Simply put, all of that shit was reason to get excited, and it unfurled gradually over the year. Each card built upon the previous card, and as with the case of college football and the NFL, each individual match-up felt like it had an impact on the sport as a whole.
That importance just isn't a part of the sport anymore. With more or less a UFC show going on every week, it's impossible to retain that special aura -- it's just fightin' nowadays, with hardly any kind of gravity.

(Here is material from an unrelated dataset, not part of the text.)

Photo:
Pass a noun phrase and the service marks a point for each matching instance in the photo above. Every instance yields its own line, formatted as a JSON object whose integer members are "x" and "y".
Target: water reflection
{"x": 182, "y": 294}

With the Fox deal and Dana's internationalization plans, the company has gone to far in its current trajectory to reverse course. There's only so much train track left, and the locomotive is speeding beyond what the rails allow. In short? There's going to be a huge MMA crash in the upcoming years, with the UFC likely to be relegated to paid YouTube events and the aberrant Fox Sports One Wednesday night special. The "Fight Pass" deal is no solution to overpriced, unfulfilling PPV shows, which has actually given more people a reason to pirate the broadcasts.
There's an old business principle about adding by subtracting. At this point, the absolute best thing for the UFC, and the sport of mixed martial arts, is something very simple ... namely, the fact that there should be less of everything, across the board.